7 New Tender Offer CDIs: Financial Advisor Disclosure & Abbreviated Debt Tenders

On Friday, as noted in this Bryan Pitko blog & Cydney Posner blog, Corp Fin published seven new Tender Offers & Schedules CDIs.  The first two (new CDIs 159.01 & 159.02) address disclosures about the retention & compensation of a target board’s financial advisors.  The remaining CDIs address interpretive issues relating to abbreviated debt tenders (new CDIs 162.01 – 162.05), which Broc blogged about last year when the Staff issued a no-action letter permitting them.

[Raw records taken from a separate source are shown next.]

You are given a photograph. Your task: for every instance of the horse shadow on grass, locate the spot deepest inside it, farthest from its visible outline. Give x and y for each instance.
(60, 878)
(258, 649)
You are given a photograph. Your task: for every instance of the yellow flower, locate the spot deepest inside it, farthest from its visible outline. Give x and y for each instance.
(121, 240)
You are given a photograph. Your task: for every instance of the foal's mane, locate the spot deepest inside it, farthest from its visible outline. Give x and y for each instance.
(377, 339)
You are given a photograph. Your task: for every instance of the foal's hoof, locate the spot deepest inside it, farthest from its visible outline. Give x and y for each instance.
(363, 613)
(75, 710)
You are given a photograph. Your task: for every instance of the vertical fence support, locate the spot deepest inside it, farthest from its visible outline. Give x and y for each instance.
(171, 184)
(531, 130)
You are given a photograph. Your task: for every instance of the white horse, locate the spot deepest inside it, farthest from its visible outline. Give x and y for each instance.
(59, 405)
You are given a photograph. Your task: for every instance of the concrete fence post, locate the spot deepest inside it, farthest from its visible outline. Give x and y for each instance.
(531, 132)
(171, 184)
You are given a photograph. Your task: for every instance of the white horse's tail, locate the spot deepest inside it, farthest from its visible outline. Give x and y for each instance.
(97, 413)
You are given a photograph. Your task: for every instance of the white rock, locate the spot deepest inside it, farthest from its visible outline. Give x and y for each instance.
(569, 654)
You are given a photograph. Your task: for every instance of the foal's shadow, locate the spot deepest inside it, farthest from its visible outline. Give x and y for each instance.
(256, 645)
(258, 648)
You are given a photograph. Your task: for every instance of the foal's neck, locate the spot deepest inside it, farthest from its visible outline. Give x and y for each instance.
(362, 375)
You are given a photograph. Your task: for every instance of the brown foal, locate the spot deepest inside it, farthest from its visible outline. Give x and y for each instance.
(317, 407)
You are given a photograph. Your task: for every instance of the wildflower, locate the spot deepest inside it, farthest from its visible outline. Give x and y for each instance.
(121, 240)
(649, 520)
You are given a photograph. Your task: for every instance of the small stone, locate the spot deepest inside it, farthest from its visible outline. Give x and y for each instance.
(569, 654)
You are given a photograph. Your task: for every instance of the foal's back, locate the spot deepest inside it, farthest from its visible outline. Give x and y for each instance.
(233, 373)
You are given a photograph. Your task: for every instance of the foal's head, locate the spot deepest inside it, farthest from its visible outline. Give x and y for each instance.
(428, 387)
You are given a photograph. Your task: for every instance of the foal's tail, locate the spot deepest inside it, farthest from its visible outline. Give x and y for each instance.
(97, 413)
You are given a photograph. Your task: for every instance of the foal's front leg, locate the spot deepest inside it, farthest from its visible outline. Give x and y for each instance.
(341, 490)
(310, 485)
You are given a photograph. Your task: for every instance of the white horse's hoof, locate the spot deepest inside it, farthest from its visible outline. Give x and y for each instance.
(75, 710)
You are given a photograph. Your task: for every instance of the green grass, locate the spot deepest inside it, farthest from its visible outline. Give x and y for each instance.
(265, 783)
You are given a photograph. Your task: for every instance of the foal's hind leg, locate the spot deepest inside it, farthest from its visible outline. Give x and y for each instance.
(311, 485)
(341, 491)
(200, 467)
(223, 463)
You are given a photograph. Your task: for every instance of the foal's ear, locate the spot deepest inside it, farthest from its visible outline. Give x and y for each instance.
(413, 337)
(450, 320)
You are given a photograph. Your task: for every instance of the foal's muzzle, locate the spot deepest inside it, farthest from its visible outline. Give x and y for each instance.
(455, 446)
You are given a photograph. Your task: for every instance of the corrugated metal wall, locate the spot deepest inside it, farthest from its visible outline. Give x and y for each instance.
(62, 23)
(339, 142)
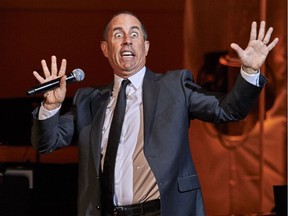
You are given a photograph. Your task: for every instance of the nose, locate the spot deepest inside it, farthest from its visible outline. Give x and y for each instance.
(127, 41)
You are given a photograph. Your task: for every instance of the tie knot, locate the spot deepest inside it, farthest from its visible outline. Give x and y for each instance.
(124, 83)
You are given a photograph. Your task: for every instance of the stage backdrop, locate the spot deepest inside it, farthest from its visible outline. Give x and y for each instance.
(238, 163)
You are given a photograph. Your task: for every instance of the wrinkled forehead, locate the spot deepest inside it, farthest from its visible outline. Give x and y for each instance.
(124, 21)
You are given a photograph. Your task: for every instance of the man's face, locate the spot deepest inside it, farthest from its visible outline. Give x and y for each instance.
(125, 46)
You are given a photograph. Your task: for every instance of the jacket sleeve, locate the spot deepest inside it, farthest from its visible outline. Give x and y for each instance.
(52, 133)
(219, 107)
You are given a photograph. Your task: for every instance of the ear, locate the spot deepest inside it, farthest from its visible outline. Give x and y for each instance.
(104, 48)
(147, 45)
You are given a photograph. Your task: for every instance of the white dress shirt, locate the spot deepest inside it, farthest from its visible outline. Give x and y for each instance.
(132, 131)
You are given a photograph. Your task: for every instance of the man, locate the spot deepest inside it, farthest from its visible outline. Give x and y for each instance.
(154, 171)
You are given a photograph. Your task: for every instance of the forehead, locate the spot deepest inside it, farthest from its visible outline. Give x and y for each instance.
(124, 21)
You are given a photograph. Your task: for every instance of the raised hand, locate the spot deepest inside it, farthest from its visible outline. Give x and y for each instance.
(258, 48)
(53, 98)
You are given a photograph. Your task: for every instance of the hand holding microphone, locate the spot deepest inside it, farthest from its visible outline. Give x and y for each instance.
(53, 84)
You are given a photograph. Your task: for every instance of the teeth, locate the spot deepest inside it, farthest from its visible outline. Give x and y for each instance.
(127, 53)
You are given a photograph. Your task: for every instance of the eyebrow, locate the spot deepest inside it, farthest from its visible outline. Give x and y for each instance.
(120, 28)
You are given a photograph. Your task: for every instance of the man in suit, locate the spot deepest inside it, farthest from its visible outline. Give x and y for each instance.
(154, 171)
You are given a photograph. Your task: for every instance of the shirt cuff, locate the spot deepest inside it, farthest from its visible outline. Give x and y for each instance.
(45, 114)
(251, 78)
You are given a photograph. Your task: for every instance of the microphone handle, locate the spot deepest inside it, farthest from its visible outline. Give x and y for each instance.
(50, 85)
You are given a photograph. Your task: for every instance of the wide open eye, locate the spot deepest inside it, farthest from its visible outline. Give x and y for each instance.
(118, 35)
(134, 34)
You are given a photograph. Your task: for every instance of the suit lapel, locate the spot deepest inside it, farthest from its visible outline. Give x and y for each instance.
(150, 98)
(98, 108)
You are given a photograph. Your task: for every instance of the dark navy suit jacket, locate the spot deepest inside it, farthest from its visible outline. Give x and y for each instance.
(170, 101)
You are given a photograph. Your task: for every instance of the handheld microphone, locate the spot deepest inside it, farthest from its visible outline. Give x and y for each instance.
(75, 75)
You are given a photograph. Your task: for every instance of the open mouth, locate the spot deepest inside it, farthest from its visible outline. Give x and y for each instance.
(127, 54)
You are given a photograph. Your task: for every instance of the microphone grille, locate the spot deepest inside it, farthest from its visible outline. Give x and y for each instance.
(78, 74)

This Gibson Dunn blog summarizes the new CDIs – & also discusses remarks made by Ted Yu, head of Corp Fin’s Office of Mergers & Acquisitions, during Friday’s ABA meeting in Washington. Here’s an excerpt:

Later in the day on November 18, the Chief of OM&A, Ted Yu, speaking at an ABA meeting in Washington, D.C., noted that Senior Special Counsel Nicholas Panos in OM&A recently completed an extensive review of all Schedule 14D-9s filed over the past 15 years. The results of the survey revealed that although more than two-thirds of the 14D-9 filings had very detailed disclosures, there was still a significant number of filings containing the objectionable “customary compensation” language, prompting issuance of the interpretations.

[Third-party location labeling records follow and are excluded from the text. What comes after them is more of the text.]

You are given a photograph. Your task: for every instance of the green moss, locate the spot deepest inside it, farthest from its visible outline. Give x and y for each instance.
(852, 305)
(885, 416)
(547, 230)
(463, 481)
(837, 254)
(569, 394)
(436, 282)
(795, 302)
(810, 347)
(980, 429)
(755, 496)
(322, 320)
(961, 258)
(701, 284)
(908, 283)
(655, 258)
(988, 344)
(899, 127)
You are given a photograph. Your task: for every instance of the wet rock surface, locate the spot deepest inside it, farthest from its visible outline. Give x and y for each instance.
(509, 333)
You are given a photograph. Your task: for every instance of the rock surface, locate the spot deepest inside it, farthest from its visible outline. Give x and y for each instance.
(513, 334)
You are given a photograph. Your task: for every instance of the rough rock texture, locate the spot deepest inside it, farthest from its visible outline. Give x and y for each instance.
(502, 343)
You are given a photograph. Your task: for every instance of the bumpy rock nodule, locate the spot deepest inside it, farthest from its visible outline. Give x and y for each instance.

Separately, the Staff addressed certain timing and structural issues that have come up since the 2015 no-action letter was granted. The C&DIs clarify that foreign issuers may commence their abbreviated debt tender offers by furnishing a press release on Form 6-K before noon (Eastern) – similar to the Form 8-K requirement for domestic issuers commencing such tender offers. In addition, the Staff clarified that issuers making abbreviated debt tender offers may:

– include a “minimum tender” condition in such offers;

– calculate the amount of cash offered to non-QIBs (in an exchange offer limited to QIBs and non-U.S. persons) by reference to a fixed spread to a benchmark, provided the calculation is the same as the calculation for QIBs and non-U.S. persons;

– rely on Section 3(a)(9) for an exemption from Section 5 when offering “qualified debt securities” in an exchange offer; and

– announce their offer at any time, provided that they delay commencement until ten business days following the first public announcement or consummation of any purchase, sale, or transfer of a material business or amount of assets that would otherwise require disclosure of pro forma financials under Article 11 of Regulation S-X.